N. : Vous avez aussi le mandat de collaborer avec les provinces et les territoires pour offrir de l’aide et des conseils juridiques gratuits aux victimes de violences sexuelles. Ne devrait-on pas également faciliter l’accès à la justice à d’autres utilisateurs du système judiciaire, comme les victimes d’autres crimes violents, mais aussi les accusés?
D.L. : C’est un grand but global d’améliorer le système judiciaire pour tous ceux qui y ont recours, mais c’est aussi raisonnable, de temps à autre, de nous concentrer sur des groupes qui ont une expérience particulière avec le système, pour atteindre nos objectifs. Nous avons ici un exemple de ce principe. Nous concentrons nos efforts sur un groupe de personnes, les victimes d’agression sexuelle, dont la relation avec le système de justice pénale a été particulièrement négative jusqu’ici. Nous voulons améliorer les choses et offrir un meilleur soutien à ces personnes.
N. : On vous a donné le mandat de mettre en place des options et des recours légaux pour les victimes de propos haineux. Quelle forme cela prendra-t-il?
D.L. : Encore une fois, il est difficile de prédire l’avenir, mais un problème bien précis existe : les médias sociaux permettent la dissémination instantanée des propos haineux, ce qui complique l’application rapide des dispositions légales prévues au Code criminel… et ensuite, le mal est fait. Pour les propos tenus en ligne, y a-t-il des recours qui pourraient être envisagés? Un recours évident en droit privé se trouve dans l’[ancien] article 13 de la Loi canadienne sur les droits de la personne, qui a été abrogé. Devrait-on le rétablir? Ça peut faire partie de la solution; les particuliers auraient ainsi un recours qui ne demande pas de déposer des accusations au pénal. Mon prédécesseur, Irwin Cotler, avait proposé des modifications à l’article 13. Devrait-on envisager ce genre de modifications? Devrait-on faire reposer une plus grande responsabilité sur les plateformes? D’autres pays appliquent un modèle qui demande d’abord la suppression des propos haineux; la détermination finale du coupable peut se faire plus tard. Dans tout ça, il faut aussi trouver un équilibre avec la liberté d’expression.

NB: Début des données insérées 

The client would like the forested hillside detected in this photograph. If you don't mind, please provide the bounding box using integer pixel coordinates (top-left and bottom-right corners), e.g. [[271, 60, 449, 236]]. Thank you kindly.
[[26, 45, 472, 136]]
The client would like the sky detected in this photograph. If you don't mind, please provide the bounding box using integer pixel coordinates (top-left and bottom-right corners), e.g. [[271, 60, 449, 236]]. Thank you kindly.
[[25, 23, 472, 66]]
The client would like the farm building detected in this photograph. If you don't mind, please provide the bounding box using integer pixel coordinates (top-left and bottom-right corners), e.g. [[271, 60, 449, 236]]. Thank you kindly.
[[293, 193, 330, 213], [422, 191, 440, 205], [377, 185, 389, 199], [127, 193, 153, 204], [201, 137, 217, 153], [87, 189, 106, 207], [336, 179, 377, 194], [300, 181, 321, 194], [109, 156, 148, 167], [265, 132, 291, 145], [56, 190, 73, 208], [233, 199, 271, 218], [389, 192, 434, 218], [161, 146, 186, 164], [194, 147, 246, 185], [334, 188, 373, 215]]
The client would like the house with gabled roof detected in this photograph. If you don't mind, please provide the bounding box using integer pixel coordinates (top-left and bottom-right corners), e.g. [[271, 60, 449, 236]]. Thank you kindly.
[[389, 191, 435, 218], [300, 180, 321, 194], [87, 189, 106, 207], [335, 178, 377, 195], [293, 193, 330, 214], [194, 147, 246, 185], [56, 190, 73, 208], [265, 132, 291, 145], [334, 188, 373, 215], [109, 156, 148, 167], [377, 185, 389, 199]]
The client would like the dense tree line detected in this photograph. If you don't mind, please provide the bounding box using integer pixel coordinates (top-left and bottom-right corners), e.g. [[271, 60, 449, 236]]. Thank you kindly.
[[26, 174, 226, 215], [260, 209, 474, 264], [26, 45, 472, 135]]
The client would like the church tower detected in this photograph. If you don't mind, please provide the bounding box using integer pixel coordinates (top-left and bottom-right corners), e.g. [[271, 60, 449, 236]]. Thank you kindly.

N. : L’an dernier, dans son rapport, Anne McLellan recommandait que, pour remplir leur responsabilité à l’égard du public, le procureur général et les chefs des services des poursuites se montrent moins hésitants à discuter de leurs décisions dans des poursuites particulières qui soulèvent de grandes questions d’intérêt public. Comment comptez-vous donner suite à cette recommandation?
D.L. : Nous nous sommes engagés à appliquer les recommandations du rapport McLellan. La personne qui occupe mes fonctions doit comprendre que ses deux rôles [celui de ministre de la Justice et celui de procureur général] sont différents. Il m’incombe de faire en sorte que les gens comprennent avec qui ils s’entretiennent, en quel nom je parle dans chaque discussion. Le rapport McLellan propose beaucoup de bonnes solutions pour officialiser certains aspects de cette relation, et j’appuie ces propositions. Si on peut mettre en place quelques-uns de ces mécanismes officiels de communication, il sera sans doute plus facile de parler publiquement de certains enjeux. Mais il y a du travail de préparation à accomplir d’abord.
N. : Quelle est la difficulté que suppose une communication plus transparente avec le public au sujet de décisions prises au Bureau du procureur général?
D.L. : On veut protéger le pouvoir discrétionnaire de la poursuite. Les procureurs ont le pouvoir discrétionnaire de recueillir les éléments de preuve qui leur sont présentés et de porter ou non des accusations, et ils peuvent décider du cheminement de l’affaire au pénal, d’un tribunal à l’autre. On veut aussi protéger la capacité du procureur général d’agir comme filet de sécurité. Il ne faut pas oublier que je suis élu et que mon gouvernement aussi est élu; si la population n’aime pas notre manière d’agir, ce que nous faisons dans l’intérêt de tous, elle peut choisir de ne pas nous réélire. Ça aussi, c’est un filet de sécurité important.